Es ist vor diesem Hintergrund mehr als verwunderlich, dass Regierungen dreistellige Millionenbeträge aufwenden, um sich ein Arsenal von Tamiflu anzulegen. Es ist insbesondere verwunderlich, weil den entsprechenden Regierungen im Gegensatz zu ihrer Bevölkerung die Ergebnisse der klinischen Tests, die die Wirksamkeit von Tamiflu und Relenza belegen sollen, vorliegen, jene Ergebnisse, die den 12 Wissenschaftlern für ihren Bericht erst nach langer Auseinandersetzung zur Verfügung gestellt wurden und auf deren Grundlage sie nunmehr die fast vollständige Unwirksamkeit von Tamiflu und Relenza zur Vorbeugung einer Pandemie oder auch nur zur Behandlung einer Grippe gezeigt haben.

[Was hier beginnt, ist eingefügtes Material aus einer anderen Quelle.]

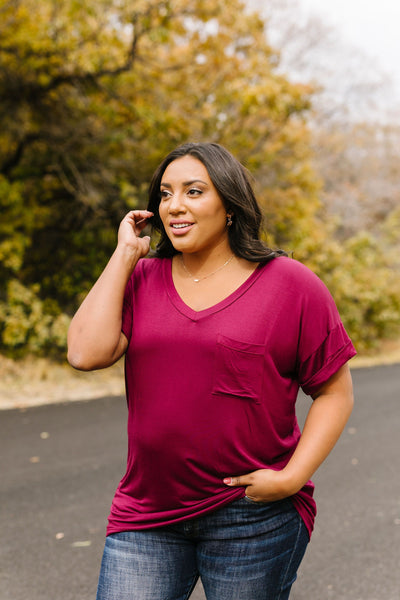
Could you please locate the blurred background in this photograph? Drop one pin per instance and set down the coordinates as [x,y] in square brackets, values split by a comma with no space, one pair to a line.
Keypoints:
[94,93]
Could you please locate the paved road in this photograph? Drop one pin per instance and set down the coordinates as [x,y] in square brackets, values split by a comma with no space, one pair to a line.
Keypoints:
[59,466]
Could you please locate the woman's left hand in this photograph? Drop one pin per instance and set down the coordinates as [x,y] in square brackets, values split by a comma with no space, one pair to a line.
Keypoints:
[264,485]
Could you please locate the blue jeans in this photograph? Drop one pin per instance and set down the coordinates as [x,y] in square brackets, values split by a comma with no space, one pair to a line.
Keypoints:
[244,551]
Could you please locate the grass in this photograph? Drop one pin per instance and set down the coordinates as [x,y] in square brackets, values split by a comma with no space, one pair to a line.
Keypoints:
[34,381]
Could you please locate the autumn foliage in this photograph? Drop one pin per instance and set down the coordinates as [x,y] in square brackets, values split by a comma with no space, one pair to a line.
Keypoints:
[92,96]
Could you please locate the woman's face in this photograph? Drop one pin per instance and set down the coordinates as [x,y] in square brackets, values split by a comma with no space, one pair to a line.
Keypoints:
[191,209]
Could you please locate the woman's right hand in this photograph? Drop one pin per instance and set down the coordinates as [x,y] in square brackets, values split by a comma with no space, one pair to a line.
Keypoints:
[130,229]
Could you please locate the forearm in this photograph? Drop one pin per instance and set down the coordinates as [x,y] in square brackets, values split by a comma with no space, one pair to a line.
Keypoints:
[325,422]
[95,331]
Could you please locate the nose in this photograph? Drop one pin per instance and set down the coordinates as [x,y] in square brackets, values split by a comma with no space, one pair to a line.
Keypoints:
[176,203]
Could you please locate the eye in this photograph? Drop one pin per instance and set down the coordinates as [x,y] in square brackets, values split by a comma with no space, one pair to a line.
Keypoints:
[164,194]
[194,192]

Einmal mehr zeigt sich, dass die Geheimniskrämerei oder die Kartellbildung zwischen Behörden und manchen Konzernen nicht dazu geeignet ist, positives für andere als die am Kartell Beteiligten zu produzieren. Und wie immer, wenn es um Kartelle geht, gibt es nur ein wirksames Gegenmittel: Die vollstänige Transparenz der Prozesse, die zur Zulassung von Medikamenten führen.

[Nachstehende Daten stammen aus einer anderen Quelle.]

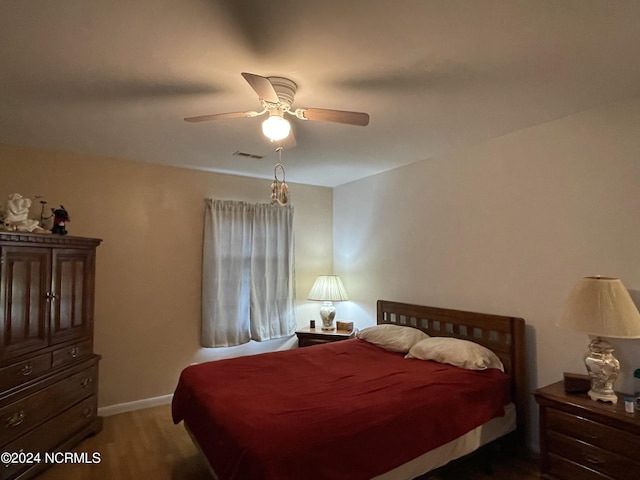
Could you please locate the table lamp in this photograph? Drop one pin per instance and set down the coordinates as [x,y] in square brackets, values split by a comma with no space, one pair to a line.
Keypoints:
[601,307]
[328,289]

Das bedeutet, dass die klinischen Tests, die Unternehmen durchführen,um die Sicherheit und Wirksamkeit neuer Medikamente zu belegen, generell veröffentlicht werden und Wissenschaftlern zur Prüfung bereitgestellt werden müssen. Um die wirtschaftlichen Interessen der Unternehmen zu wahren und zu verhindern, dass die Testergebnisse genutzt werden, um Imitationen der Medikamente herzustellen, gibt es bereits die Möglichkeit, ein Patent anzumelden, so dass es wirklich keinen Grund für Behörden und Unternehmen gibt, die Testergebnisse geheim zu halten.

 

Jefferson, Tom et al. (2014). Neuraminidase Inhibitors for Preventing and Treating Influenza in Healthy Adults and Children.